In Arab culture it is what a man seems to be to his fellow Arabs that matters, so the right word for what Arabs call “honor” is “face”. So important is face that if the least breath of unsubstantiated gossip threatens a man with the loss of it, he’ll go to any lengths to recover it. If it touches on the chastity of his wife or daughter or sister, he’ll kill her to recover it. Such an act his fellow Arabs call “restoring his honor”, a man’s face being more important than a woman’s life. Even if she is innocent of any unchaste act or look or thought, if she is being maliciously maligned, or if she is the victim perhaps of violent sexual assault that she resisted by all means, if others say she is defiled his reputation is stained, and he can only cleanse the stain by killing her. Judged by Western standards of morality, such abuse of women is profoundly dishonorable.
As these so-called “honor killings” are carried out in Islamic societies generally, it may be that Islam is the source of the custom. But whatever the origin, this cruelty, this injustice, persists in Arab culture.
We are not speaking of ethnicity. Whatever can be said of a race or a nation, whatever characteristics it is perceived to have, cannot be ascribed to any individual member of it. But a culture is made of religion, custom and tradition. It is what the majority accept, enact, continue, and hand on. And a culture that subjugates women; that beats the Koran into children; that tortures prisoners as a matter of routine; that sends children walking over minefields (as was done in the Iran-Iraq war); that uses children, civilians, hospital patients as human shields, is vicious, uncivilized, and needs to be completely changed.

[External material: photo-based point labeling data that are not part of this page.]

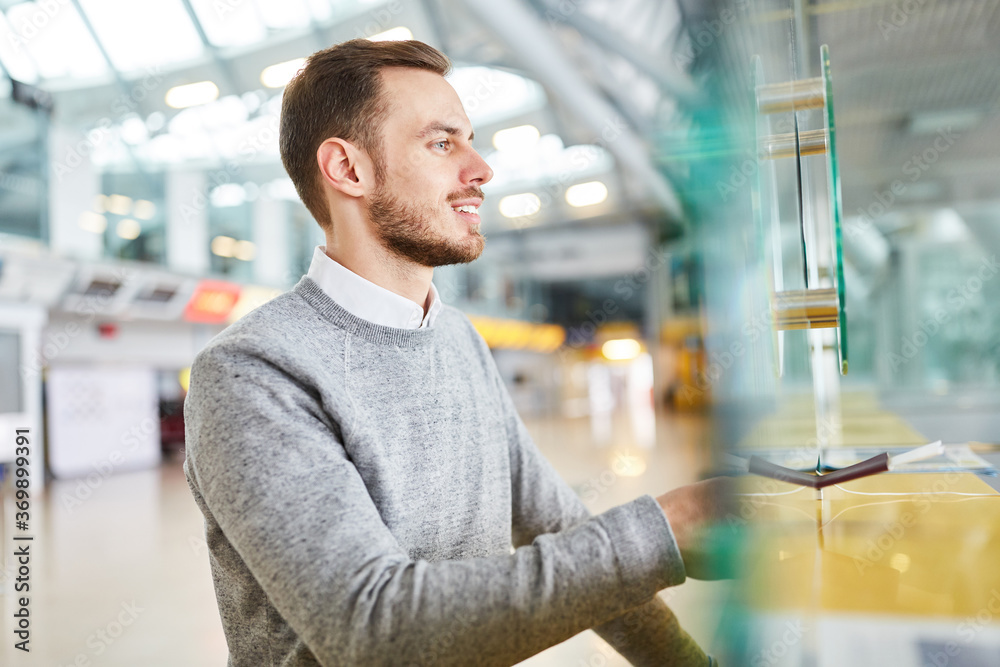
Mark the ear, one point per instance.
(343, 166)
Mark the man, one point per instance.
(362, 470)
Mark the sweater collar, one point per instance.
(316, 297)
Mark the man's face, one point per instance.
(424, 208)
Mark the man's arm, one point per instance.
(268, 463)
(647, 635)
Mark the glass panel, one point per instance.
(15, 59)
(23, 167)
(137, 35)
(53, 38)
(135, 208)
(229, 25)
(279, 14)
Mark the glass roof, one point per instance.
(140, 35)
(50, 40)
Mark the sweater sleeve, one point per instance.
(648, 635)
(267, 461)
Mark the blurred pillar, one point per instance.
(271, 231)
(187, 222)
(74, 183)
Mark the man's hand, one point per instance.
(696, 511)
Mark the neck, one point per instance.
(376, 264)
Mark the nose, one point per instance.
(477, 171)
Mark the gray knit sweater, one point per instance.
(362, 487)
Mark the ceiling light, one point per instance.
(948, 121)
(517, 138)
(119, 204)
(244, 250)
(228, 194)
(128, 229)
(93, 222)
(518, 206)
(144, 209)
(621, 349)
(279, 75)
(192, 94)
(223, 246)
(392, 35)
(586, 194)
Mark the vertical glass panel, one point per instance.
(229, 25)
(10, 357)
(23, 166)
(143, 34)
(53, 37)
(135, 207)
(13, 56)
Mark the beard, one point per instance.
(407, 231)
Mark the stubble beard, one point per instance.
(407, 232)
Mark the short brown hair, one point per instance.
(338, 93)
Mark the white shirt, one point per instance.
(363, 298)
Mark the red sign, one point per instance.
(212, 302)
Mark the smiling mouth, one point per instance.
(468, 213)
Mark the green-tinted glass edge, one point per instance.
(833, 169)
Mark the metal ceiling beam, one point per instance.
(521, 29)
(673, 82)
(225, 66)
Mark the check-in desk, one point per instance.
(894, 569)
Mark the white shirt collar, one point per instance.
(363, 298)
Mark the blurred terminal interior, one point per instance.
(640, 221)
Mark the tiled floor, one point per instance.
(121, 578)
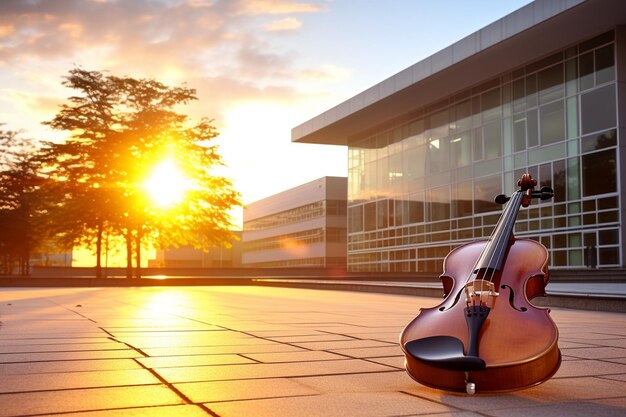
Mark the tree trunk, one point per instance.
(99, 251)
(138, 253)
(129, 254)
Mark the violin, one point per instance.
(486, 334)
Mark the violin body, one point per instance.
(513, 345)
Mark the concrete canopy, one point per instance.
(530, 33)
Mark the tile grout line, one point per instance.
(158, 376)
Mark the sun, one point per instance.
(166, 185)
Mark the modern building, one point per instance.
(537, 91)
(188, 257)
(301, 227)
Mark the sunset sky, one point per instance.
(260, 67)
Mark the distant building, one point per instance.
(188, 257)
(537, 91)
(301, 227)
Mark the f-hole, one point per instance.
(456, 300)
(512, 298)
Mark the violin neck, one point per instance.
(493, 255)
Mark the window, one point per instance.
(598, 109)
(552, 122)
(599, 173)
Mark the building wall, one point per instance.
(424, 185)
(188, 257)
(304, 226)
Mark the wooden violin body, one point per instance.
(488, 337)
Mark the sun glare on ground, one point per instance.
(166, 185)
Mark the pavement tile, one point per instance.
(260, 371)
(66, 347)
(573, 409)
(22, 368)
(305, 356)
(167, 411)
(370, 382)
(595, 353)
(55, 341)
(60, 356)
(324, 337)
(374, 352)
(85, 400)
(73, 380)
(193, 360)
(346, 344)
(351, 404)
(263, 346)
(217, 391)
(588, 368)
(395, 361)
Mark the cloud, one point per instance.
(289, 23)
(257, 7)
(222, 48)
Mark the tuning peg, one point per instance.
(501, 199)
(545, 193)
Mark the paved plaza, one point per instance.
(264, 351)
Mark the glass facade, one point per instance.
(427, 185)
(281, 241)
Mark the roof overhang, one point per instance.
(532, 32)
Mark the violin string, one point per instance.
(504, 223)
(512, 207)
(483, 271)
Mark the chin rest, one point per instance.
(443, 352)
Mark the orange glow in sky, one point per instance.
(166, 185)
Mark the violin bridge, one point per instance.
(480, 292)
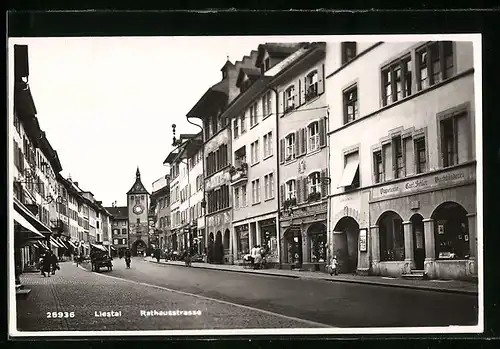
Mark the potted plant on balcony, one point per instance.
(244, 167)
(314, 196)
(311, 93)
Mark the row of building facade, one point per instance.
(50, 212)
(360, 150)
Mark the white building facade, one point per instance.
(402, 158)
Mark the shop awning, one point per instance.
(349, 172)
(100, 247)
(43, 245)
(54, 243)
(27, 225)
(61, 241)
(23, 211)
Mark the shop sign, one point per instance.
(217, 179)
(362, 240)
(423, 183)
(219, 219)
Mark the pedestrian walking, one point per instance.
(45, 264)
(128, 259)
(54, 262)
(333, 266)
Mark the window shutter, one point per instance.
(299, 93)
(297, 144)
(298, 190)
(304, 90)
(321, 79)
(283, 103)
(282, 151)
(296, 96)
(21, 158)
(300, 142)
(322, 132)
(303, 131)
(305, 183)
(324, 184)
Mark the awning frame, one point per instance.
(18, 217)
(348, 173)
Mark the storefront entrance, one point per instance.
(451, 231)
(417, 225)
(345, 244)
(218, 249)
(138, 248)
(293, 246)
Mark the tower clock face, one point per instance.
(138, 209)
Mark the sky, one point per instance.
(107, 104)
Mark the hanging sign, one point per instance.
(362, 240)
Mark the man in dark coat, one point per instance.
(45, 264)
(157, 254)
(53, 262)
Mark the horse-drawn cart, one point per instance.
(100, 259)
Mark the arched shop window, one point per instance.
(317, 234)
(451, 231)
(392, 244)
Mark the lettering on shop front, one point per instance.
(417, 184)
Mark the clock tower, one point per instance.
(138, 208)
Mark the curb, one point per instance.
(364, 282)
(230, 270)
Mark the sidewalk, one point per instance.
(453, 286)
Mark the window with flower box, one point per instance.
(351, 111)
(290, 147)
(313, 131)
(289, 99)
(434, 63)
(397, 80)
(311, 85)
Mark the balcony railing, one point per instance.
(239, 174)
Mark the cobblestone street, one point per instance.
(85, 293)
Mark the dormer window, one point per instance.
(290, 189)
(313, 130)
(290, 98)
(349, 51)
(267, 64)
(290, 147)
(312, 85)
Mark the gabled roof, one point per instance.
(138, 187)
(118, 211)
(228, 63)
(211, 102)
(171, 156)
(252, 73)
(277, 50)
(50, 153)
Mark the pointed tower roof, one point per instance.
(138, 187)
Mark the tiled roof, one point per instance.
(118, 211)
(277, 50)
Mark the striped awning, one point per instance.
(43, 244)
(100, 247)
(27, 225)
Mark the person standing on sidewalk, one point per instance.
(45, 264)
(54, 262)
(333, 266)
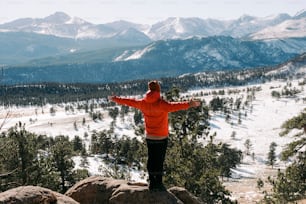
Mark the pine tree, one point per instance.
(272, 155)
(290, 185)
(61, 152)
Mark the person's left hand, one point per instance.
(193, 103)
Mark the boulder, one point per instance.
(184, 195)
(96, 189)
(34, 195)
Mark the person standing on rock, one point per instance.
(155, 111)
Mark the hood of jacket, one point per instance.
(152, 96)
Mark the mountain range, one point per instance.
(62, 25)
(79, 51)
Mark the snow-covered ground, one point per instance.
(260, 123)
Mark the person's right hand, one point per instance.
(193, 103)
(111, 98)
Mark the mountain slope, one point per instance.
(159, 59)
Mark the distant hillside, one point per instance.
(158, 59)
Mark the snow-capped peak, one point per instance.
(57, 18)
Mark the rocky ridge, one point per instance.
(97, 189)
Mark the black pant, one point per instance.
(156, 157)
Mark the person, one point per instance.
(155, 111)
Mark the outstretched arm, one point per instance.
(125, 101)
(193, 103)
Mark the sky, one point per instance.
(146, 11)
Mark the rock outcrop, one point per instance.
(34, 195)
(97, 190)
(94, 190)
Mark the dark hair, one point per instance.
(154, 86)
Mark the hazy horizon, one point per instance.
(145, 11)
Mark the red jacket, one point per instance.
(155, 111)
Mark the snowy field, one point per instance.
(260, 123)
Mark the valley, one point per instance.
(260, 124)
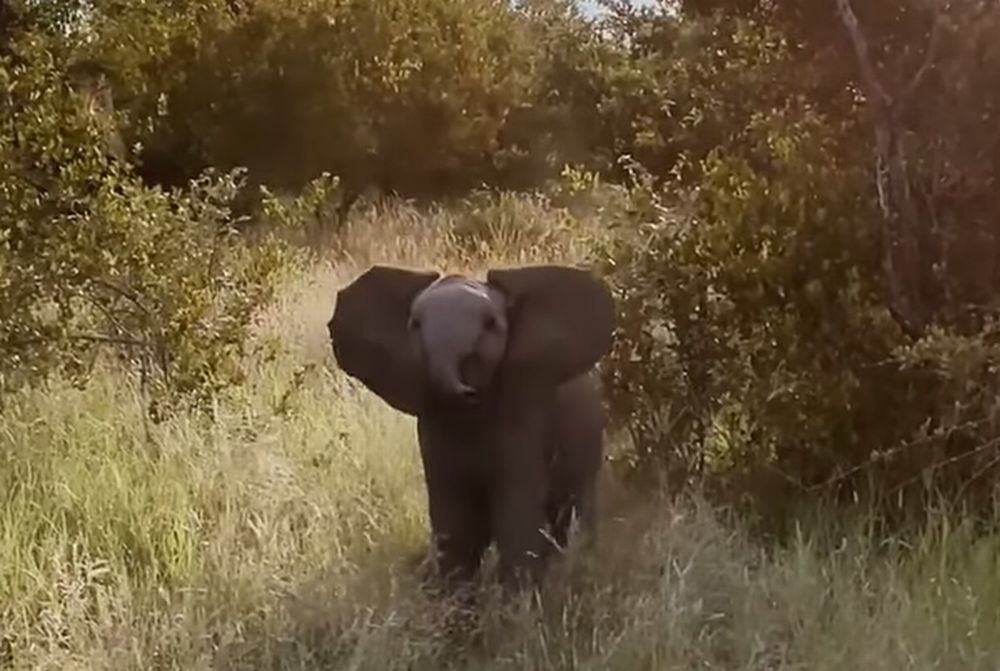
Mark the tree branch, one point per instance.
(876, 92)
(930, 58)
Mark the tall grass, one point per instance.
(281, 533)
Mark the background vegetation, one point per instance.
(795, 206)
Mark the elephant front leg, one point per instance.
(519, 521)
(460, 528)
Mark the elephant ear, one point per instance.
(562, 318)
(369, 333)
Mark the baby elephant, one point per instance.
(509, 415)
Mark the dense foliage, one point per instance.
(802, 209)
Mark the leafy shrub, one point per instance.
(91, 258)
(755, 347)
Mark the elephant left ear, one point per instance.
(562, 318)
(369, 333)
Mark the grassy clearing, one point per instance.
(280, 535)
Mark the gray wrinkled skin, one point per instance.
(509, 415)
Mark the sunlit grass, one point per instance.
(281, 533)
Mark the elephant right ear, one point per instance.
(369, 333)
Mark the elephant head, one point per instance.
(408, 335)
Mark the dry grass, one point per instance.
(280, 535)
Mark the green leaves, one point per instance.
(92, 261)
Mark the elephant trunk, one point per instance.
(446, 379)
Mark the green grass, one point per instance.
(281, 533)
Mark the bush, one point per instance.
(90, 258)
(755, 347)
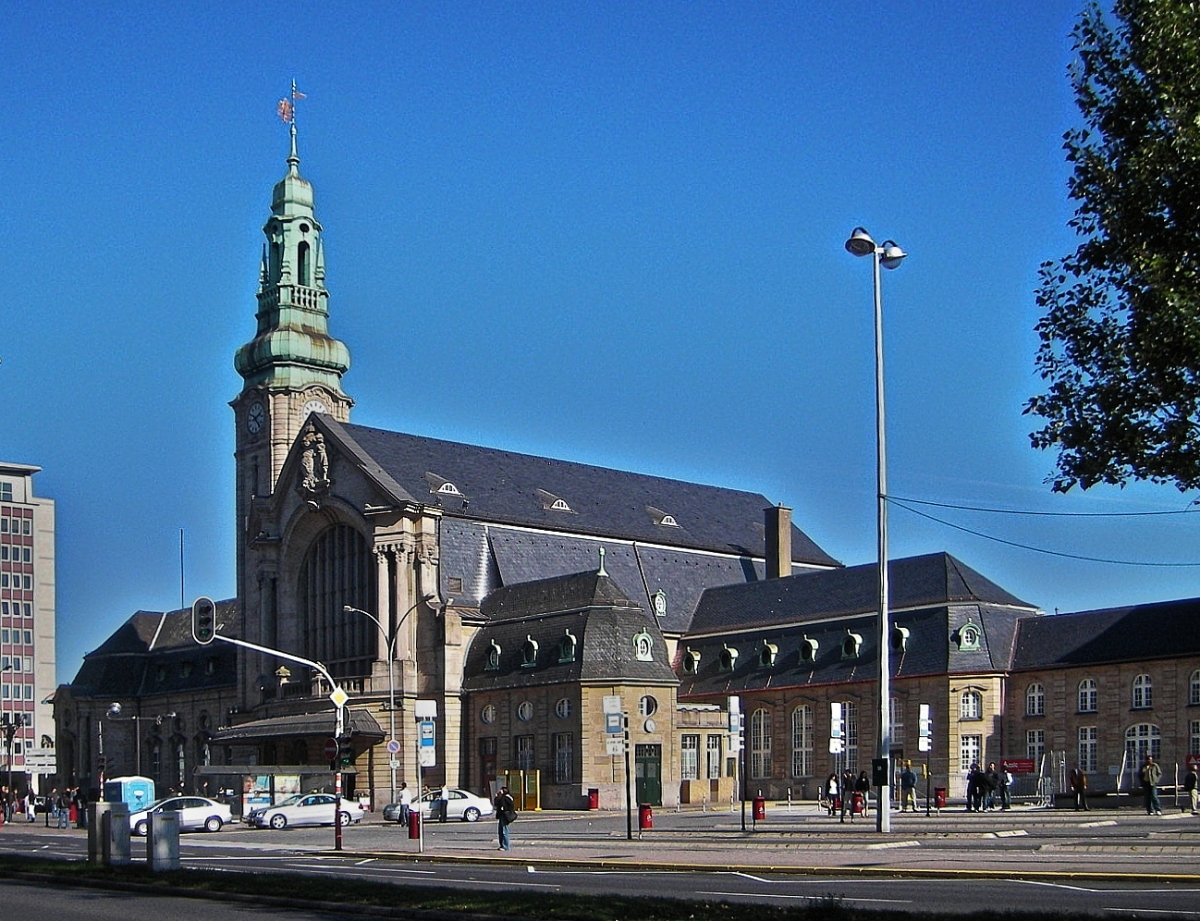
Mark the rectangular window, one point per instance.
(1036, 746)
(970, 748)
(713, 757)
(523, 747)
(564, 758)
(1087, 741)
(689, 758)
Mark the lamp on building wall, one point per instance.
(889, 256)
(390, 639)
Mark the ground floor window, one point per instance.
(970, 750)
(1141, 740)
(689, 758)
(713, 757)
(1087, 757)
(564, 758)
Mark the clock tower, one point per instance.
(293, 366)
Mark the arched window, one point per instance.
(802, 741)
(760, 744)
(1143, 693)
(1087, 696)
(1141, 740)
(339, 570)
(1035, 700)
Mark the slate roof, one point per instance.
(915, 582)
(154, 652)
(1137, 632)
(511, 488)
(591, 607)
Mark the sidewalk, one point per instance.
(1026, 841)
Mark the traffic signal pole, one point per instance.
(204, 631)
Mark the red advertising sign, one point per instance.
(1017, 765)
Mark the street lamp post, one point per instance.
(889, 256)
(390, 639)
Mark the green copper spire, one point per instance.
(292, 347)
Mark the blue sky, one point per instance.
(609, 233)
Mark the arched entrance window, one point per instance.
(339, 570)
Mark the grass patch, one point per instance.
(383, 897)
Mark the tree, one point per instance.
(1121, 315)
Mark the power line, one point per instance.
(1035, 513)
(900, 503)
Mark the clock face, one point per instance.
(255, 417)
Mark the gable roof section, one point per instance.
(1162, 630)
(503, 487)
(915, 582)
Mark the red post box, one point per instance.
(645, 817)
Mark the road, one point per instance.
(1032, 861)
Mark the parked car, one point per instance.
(304, 808)
(195, 813)
(461, 805)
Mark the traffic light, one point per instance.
(204, 620)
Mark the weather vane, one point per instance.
(286, 108)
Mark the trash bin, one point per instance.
(645, 816)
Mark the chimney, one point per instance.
(779, 541)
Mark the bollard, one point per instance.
(162, 841)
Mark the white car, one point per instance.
(195, 813)
(460, 805)
(304, 808)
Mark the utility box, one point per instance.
(162, 842)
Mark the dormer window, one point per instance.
(441, 486)
(729, 658)
(851, 645)
(809, 648)
(661, 518)
(552, 503)
(643, 646)
(967, 637)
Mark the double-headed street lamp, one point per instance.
(889, 256)
(390, 639)
(114, 712)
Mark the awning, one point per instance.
(359, 723)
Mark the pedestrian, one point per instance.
(831, 792)
(505, 812)
(907, 788)
(1078, 781)
(1151, 776)
(406, 802)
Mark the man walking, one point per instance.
(1151, 776)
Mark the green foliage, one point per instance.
(1121, 315)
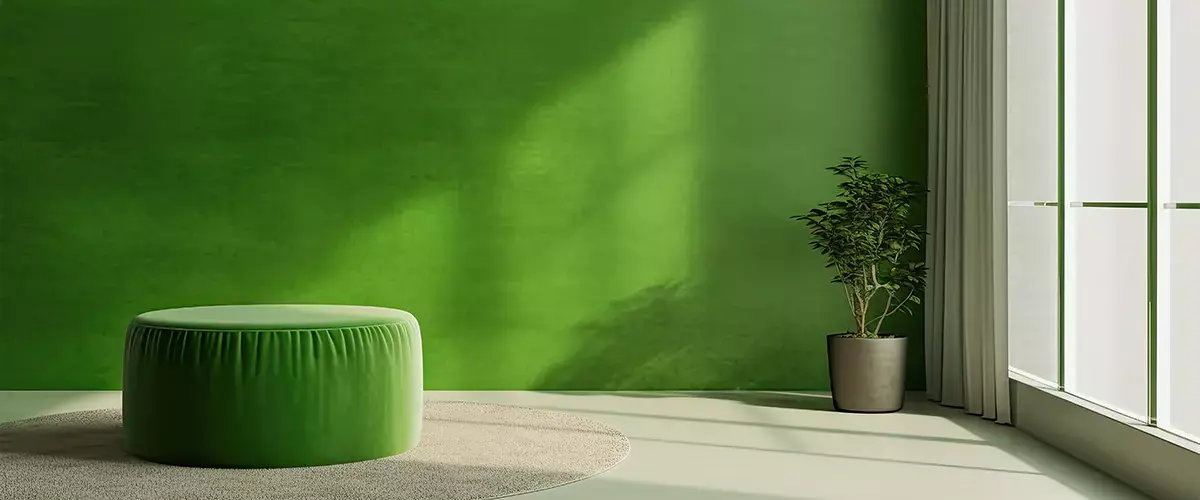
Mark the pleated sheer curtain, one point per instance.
(966, 306)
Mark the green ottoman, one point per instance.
(271, 385)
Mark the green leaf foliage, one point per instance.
(870, 240)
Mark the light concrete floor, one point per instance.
(769, 446)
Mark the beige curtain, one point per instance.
(966, 309)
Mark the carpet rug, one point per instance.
(468, 451)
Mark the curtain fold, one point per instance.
(966, 336)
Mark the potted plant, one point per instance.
(870, 240)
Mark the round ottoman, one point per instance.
(271, 385)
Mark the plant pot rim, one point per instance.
(893, 337)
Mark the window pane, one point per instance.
(1033, 290)
(1105, 88)
(1185, 102)
(1179, 270)
(1180, 335)
(1032, 101)
(1107, 336)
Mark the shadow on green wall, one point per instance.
(159, 155)
(793, 94)
(197, 152)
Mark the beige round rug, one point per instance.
(467, 451)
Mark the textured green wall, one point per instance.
(568, 193)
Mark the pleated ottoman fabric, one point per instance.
(271, 385)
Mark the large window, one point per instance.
(1104, 203)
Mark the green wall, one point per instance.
(569, 194)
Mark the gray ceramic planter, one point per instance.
(867, 374)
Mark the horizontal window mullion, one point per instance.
(1109, 205)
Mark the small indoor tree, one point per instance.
(871, 242)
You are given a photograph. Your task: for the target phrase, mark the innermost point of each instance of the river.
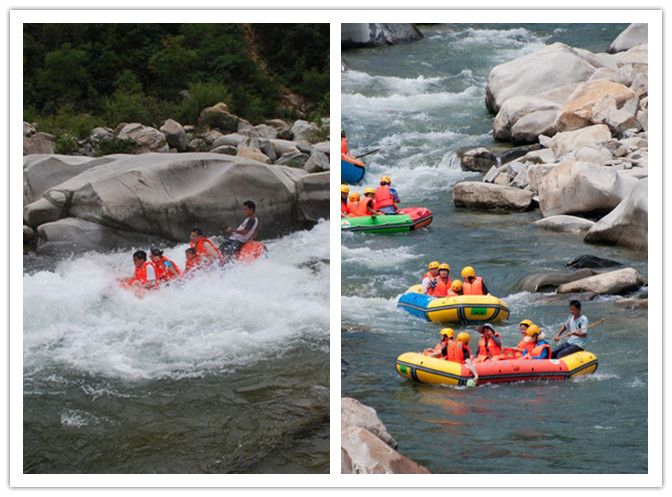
(419, 103)
(227, 373)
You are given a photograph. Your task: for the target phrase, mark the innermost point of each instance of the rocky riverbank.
(176, 177)
(583, 119)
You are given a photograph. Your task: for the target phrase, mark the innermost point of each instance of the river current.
(227, 373)
(419, 103)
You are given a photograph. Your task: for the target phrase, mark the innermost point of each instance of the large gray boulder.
(166, 195)
(627, 224)
(582, 188)
(488, 196)
(634, 35)
(551, 67)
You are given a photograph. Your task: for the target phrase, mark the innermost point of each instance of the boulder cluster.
(175, 179)
(581, 120)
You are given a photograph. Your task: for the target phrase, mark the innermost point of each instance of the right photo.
(494, 248)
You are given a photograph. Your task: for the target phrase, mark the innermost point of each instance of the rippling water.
(227, 373)
(419, 103)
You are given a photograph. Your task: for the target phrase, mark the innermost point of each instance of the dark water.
(420, 103)
(226, 374)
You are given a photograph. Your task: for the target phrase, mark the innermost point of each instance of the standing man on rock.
(244, 233)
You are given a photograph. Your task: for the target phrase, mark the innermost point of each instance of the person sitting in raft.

We do not condone the murder of Vittorio Arrigoni. We are distressed that he was tortured. He was wrong and foolish, he assisted terrorists, and failed to see that the regime he supported was cruel and unjust. Like all his fellow members of ISM, he was blind to the fact that America and Israel, among a minority of countries, genuinely strive for freedom and justice in a dangerous world. He and all those who have lived safely in Western countries and go to places like Gaza to prove their moral superiority, to serve a cause they little understand in societies where quite different ways prevail, seem to expect to be privileged, exempt from the practices they excuse. If they find they are not exempt, that their grand moral gestures are not appreciated, that they are not seen as heroes but as foreign interferers, and are treated in the customary way, they ought to blame themselves. But we don’t think they will.
Is ISM likely to draw the right conclusions from the death of Vittorio Arrigoni, and disband? Probably not. If experience is no cure for foolishness, nothing is.